As already stated in28, Fq'/Fm' measured with a stationary LIFT sensor correlated well with PAM (R2 = 0.89) and CO2 assimilation rate measurements (R2 = 0.89)29,30,31. In line with this, modelling Fq'/Fm' responses during field seasons has been shown to allow good predictions of εc, crop productivity12,32 and stress tolerance33. However, the PAM-type ChlF measurement devices use a single flash of light (saturating pulse) to inhibit the photosynthesis pathway and weaker flashes to measure minimum and maximum ChlF (measuring pulse), which takes about 1 s in total and is thus not suitable for very high throughput. In contrast, the LIFT sensor produces a fast sequence of 300 high-intensity flashlets (with 40,000 µmol photons m-2 s-1) to achieve a gradual saturation of the photosynthesis pathway within 750 µs (= 0.00075 s) while the ChlF yield is discretely measured20. This allows for a larger distance between the measuring device and the target leaf19 and enables rapid, high-throughput measurements using an autonomous carrier vehicle on which the sensor is rigidly mounted32. Previous studies (e.g., 32) were often limited in throughput under field conditions or restricted to glasshouse experiments. Although these approaches were successful in identifying candidate genes for photosynthetic regulation12, they likely missed important regulatory processes occurring under field conditions. Therefore, we hypothesize that a LIFT sensor mounted on an autonomous robot constitutes a suitable tool to measure Fq'/Fm' of large numbers of genotypes (several measurements per second on thousands of plants or plots per day) in the field.

Protocol

1. Setting up the PPFR sensor and data logger

  1. Connect the PPFR sensor and the powerbank to the data logger. Connect the data logger to the laptop computer and start the data logger using the data logger desktop client.
  2. Install the camera tripod next to the experimental field with the PPFR sensor on top and the data logger and powerbank on the ground below.
    NOTE: Make sure that the PPFR sensor is in an upright position and not shaded or otherwise affected by any nearby object. The PPFR sensor would need a gimbal if mounted to the robot directly to measure accurate PPFR values.

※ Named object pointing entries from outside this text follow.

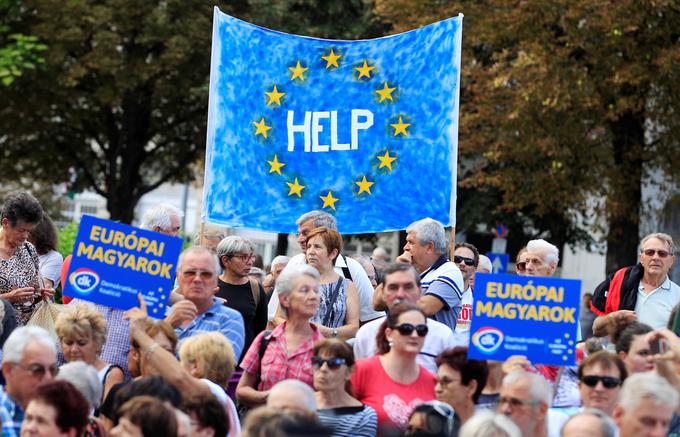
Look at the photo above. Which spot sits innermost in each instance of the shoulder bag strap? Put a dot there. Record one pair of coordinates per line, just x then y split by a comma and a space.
331, 302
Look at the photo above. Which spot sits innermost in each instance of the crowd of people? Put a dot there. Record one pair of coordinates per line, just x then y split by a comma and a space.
322, 344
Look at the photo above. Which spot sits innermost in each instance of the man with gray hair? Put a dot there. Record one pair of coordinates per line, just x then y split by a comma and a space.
643, 292
589, 422
646, 406
525, 398
29, 357
291, 394
163, 218
344, 266
441, 280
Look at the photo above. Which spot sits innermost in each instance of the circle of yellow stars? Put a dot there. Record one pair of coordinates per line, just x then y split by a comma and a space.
365, 71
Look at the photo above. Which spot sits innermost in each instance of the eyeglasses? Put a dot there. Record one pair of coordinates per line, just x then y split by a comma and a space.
39, 371
245, 257
204, 274
607, 381
468, 261
516, 403
332, 363
408, 328
661, 253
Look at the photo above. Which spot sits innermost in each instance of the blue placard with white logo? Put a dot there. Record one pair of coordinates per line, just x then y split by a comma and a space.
499, 262
113, 262
525, 315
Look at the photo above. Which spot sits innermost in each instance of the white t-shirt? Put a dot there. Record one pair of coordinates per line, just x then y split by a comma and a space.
50, 266
439, 338
359, 278
221, 395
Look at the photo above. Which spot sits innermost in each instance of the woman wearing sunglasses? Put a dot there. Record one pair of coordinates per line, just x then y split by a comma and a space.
392, 382
333, 363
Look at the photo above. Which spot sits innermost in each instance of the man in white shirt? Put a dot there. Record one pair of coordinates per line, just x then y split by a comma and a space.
402, 284
344, 266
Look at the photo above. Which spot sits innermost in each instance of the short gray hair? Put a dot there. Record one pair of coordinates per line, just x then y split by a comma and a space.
484, 264
489, 424
660, 236
159, 215
281, 259
197, 250
304, 392
84, 378
551, 252
539, 389
607, 425
285, 281
18, 340
429, 230
319, 219
647, 385
234, 244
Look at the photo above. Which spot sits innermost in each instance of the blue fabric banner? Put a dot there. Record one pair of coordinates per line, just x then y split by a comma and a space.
525, 315
113, 262
365, 130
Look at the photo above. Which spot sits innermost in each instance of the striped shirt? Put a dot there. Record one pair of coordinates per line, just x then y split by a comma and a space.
350, 421
220, 318
444, 281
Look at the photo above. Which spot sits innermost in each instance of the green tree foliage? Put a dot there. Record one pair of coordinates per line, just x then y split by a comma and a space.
567, 108
123, 97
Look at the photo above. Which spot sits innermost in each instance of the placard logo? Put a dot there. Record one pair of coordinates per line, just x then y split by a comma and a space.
84, 281
488, 339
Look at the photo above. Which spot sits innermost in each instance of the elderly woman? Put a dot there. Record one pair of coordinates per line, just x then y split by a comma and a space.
460, 382
206, 362
286, 352
44, 238
333, 362
338, 314
393, 383
56, 409
82, 332
20, 280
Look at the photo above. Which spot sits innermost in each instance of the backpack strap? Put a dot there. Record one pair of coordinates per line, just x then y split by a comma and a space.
255, 289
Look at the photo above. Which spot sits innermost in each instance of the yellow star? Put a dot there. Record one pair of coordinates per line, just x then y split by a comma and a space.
386, 160
331, 60
274, 96
295, 188
385, 93
400, 128
364, 186
298, 72
262, 128
365, 70
329, 200
275, 165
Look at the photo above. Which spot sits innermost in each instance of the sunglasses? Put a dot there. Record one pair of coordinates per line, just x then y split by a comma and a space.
607, 381
661, 253
459, 259
407, 329
332, 363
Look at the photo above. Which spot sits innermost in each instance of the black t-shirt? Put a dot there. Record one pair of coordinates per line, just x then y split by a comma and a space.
240, 298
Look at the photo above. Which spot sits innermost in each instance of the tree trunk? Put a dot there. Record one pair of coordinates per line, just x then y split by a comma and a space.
625, 195
281, 244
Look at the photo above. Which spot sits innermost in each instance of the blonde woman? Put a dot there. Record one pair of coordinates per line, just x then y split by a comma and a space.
82, 332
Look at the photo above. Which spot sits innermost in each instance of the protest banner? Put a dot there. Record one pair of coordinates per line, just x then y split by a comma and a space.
365, 130
113, 262
525, 315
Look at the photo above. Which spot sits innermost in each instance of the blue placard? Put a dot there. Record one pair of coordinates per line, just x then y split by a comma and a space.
300, 124
499, 262
525, 315
113, 262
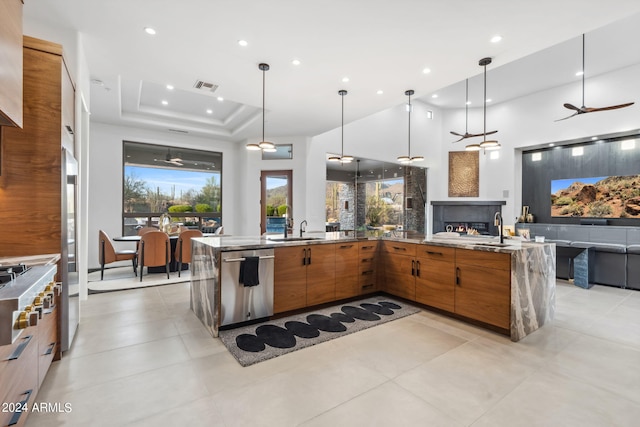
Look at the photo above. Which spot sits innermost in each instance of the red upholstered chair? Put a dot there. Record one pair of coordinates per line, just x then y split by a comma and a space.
183, 247
108, 254
154, 251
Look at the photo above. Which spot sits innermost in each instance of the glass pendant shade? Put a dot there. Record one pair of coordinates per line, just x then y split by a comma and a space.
263, 145
408, 159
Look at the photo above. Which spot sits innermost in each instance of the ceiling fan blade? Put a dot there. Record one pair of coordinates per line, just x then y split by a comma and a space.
568, 117
571, 107
611, 107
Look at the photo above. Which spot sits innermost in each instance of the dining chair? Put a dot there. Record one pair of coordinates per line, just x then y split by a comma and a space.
154, 251
108, 254
183, 247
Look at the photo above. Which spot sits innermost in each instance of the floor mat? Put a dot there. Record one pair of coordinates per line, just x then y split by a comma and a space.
259, 342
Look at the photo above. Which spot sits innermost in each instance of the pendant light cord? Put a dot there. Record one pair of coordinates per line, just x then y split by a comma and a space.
409, 128
582, 70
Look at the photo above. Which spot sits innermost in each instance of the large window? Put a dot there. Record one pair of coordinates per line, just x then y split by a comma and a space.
185, 183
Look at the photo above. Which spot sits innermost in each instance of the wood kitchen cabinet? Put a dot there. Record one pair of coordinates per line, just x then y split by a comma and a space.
347, 284
483, 286
400, 269
11, 60
304, 276
367, 266
435, 281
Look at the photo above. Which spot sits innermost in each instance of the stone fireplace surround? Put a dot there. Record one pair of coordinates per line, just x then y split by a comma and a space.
469, 211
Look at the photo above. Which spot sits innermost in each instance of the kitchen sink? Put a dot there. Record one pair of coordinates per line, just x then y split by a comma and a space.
293, 239
492, 244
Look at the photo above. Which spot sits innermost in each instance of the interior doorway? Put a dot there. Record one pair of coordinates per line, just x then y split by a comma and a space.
276, 200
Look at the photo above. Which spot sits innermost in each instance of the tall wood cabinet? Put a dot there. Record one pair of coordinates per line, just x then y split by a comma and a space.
11, 63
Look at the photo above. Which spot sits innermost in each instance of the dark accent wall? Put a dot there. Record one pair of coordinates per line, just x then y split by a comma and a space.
601, 158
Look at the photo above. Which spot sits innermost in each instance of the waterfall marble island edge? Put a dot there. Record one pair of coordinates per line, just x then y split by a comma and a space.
527, 296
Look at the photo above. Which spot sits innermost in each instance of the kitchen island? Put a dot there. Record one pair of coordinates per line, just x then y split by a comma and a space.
507, 287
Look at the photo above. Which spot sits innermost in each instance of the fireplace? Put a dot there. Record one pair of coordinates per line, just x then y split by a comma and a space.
463, 215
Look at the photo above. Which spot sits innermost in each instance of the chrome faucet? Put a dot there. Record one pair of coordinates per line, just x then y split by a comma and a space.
289, 221
497, 221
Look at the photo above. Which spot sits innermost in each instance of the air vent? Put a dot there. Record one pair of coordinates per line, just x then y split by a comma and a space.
206, 86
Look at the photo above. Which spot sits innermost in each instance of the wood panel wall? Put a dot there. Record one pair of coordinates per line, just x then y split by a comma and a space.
30, 184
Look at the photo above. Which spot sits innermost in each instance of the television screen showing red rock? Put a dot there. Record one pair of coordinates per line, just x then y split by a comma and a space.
596, 197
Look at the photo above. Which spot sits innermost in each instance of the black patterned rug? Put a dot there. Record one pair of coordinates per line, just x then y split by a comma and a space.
256, 343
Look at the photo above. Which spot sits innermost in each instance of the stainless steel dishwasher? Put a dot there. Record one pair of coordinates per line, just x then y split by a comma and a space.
237, 302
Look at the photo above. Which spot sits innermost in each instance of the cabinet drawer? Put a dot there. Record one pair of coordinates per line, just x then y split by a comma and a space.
368, 247
400, 248
485, 259
436, 253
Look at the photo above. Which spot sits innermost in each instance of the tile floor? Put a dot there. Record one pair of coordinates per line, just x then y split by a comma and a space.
142, 359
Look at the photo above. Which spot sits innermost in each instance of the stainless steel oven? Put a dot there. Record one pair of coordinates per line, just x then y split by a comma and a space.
237, 302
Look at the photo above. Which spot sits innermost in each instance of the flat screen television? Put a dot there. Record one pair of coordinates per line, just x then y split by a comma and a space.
596, 197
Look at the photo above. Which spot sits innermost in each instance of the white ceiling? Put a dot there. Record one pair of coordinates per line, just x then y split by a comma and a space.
378, 44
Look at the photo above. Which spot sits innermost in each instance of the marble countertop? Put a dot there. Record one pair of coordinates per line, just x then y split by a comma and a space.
480, 243
31, 260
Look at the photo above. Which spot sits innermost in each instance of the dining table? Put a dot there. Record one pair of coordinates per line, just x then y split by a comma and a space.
173, 241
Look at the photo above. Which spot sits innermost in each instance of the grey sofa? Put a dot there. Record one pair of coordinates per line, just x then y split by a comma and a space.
617, 250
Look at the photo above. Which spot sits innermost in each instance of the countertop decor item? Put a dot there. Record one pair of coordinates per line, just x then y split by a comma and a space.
262, 145
342, 158
408, 158
583, 109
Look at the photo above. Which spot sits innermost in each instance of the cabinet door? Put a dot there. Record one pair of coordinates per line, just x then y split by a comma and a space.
399, 276
347, 270
321, 273
289, 279
483, 294
435, 284
367, 271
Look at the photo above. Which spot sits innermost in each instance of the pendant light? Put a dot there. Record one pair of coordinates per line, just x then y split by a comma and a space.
408, 159
342, 158
263, 145
491, 144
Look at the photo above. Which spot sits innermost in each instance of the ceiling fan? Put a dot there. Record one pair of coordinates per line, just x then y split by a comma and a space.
583, 109
466, 120
172, 160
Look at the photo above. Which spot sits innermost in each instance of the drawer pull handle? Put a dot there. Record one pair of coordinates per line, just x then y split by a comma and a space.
49, 349
15, 418
18, 351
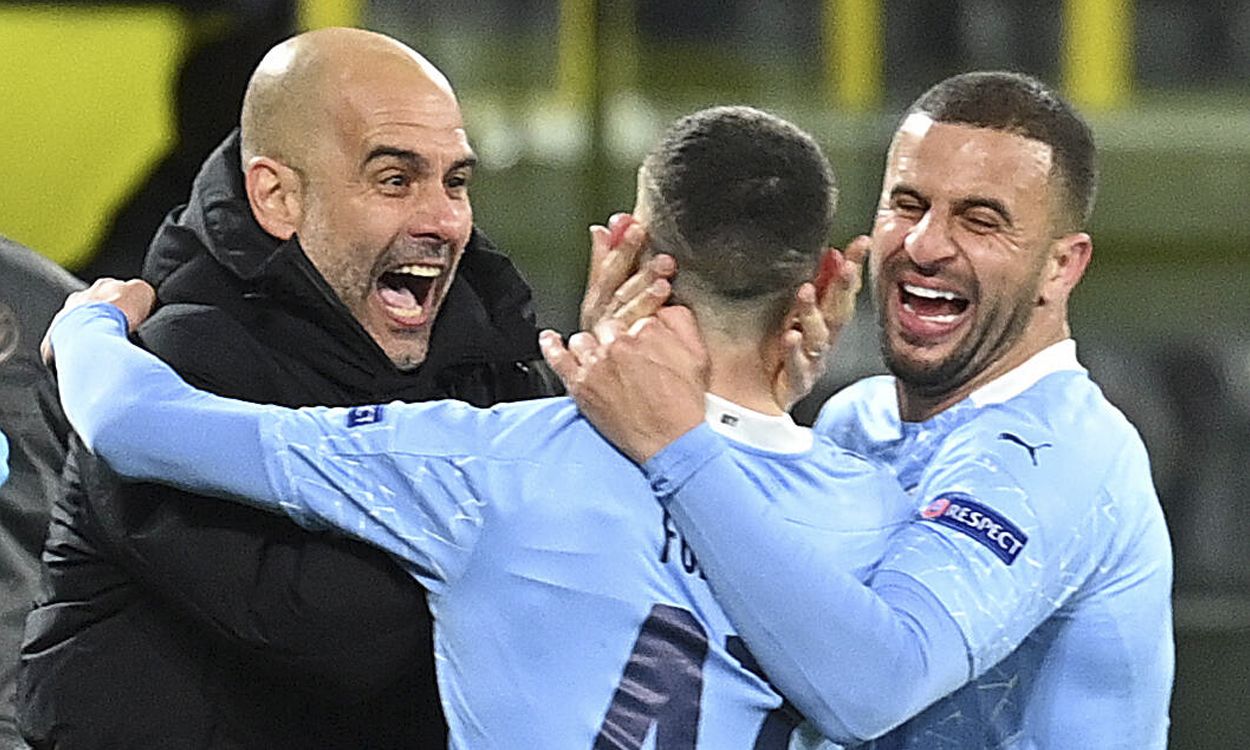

2. Setting up the robot and LIFT sensor assembly

  1. Load the waypoint coordinates (.geojson format) for the measurement onto the robot. They can be the same as those used for GNSS-guided sowing of the trial.
  2. Mount the LIFT sensor assembly on the front of the robot at a height of about 60 cm above the crop canopy (see Figure 1A).
  3. Place the laptop computer, car battery, and power inverter on top of the robot and connect the power inverter to the car battery and to the LIFT sensor assembly.
    CAUTION: The excitation beam of the LIFT sensor is dangerous to the eyes. Looking directly into the excitation beam has to be strictly avoided.
  4. Position the GNSS antenna kit on top of the robot, connect it to the laptop computer, and start the GNSS logger desktop client.
  5. Connect the LIFT sensor to the laptop computer and start the LIFT desktop client with the following settings:
    LIFT sensor: excitation power = 40,000 µmol photons m>-2 s-1; flashlet length = 1.6 µs; number of excitation flashlets per single measurement = 300; number of relaxation flashlets = 80; time between excitation flashlets = 2.5 µs; time between relaxation flashlets: ji = 101.28 + 0.0215 × i μs, where ji  is the interval length of the ith flashlet; sensor gain = 10 or 25; measuring interval = 0 s.
    Spectrometer: spectral integration time = 100 ms, spectral range from 400 to 800 nm.
    RGB cameras: exposure = automatic; shutter = automatic; gain = automatic; brightness = 0; frame rate = 20 s-1; triggering mode = allowed (triggers the camera at each LIFT measurement).
    NOTE: The quantity directly measured by the LIFT sensor is the ChlF yield (increase in total ChlF due to the excitation beam for each flashlet20. Then, calculate Fq'/Fm' as
    Fq'/Fm' = (Fm' - F') / Fm' 26
    where F' is defined as the ChlF yield of the 1st flashlet and Fm' as the average of the ChlF yields of the 301st and the 302nd flashlets28. The total duration of one ChlF measurement (including the relaxation phase) is around 21 ms, but the duration of the crucial 300 flashlet excitation phase is only 750 µs.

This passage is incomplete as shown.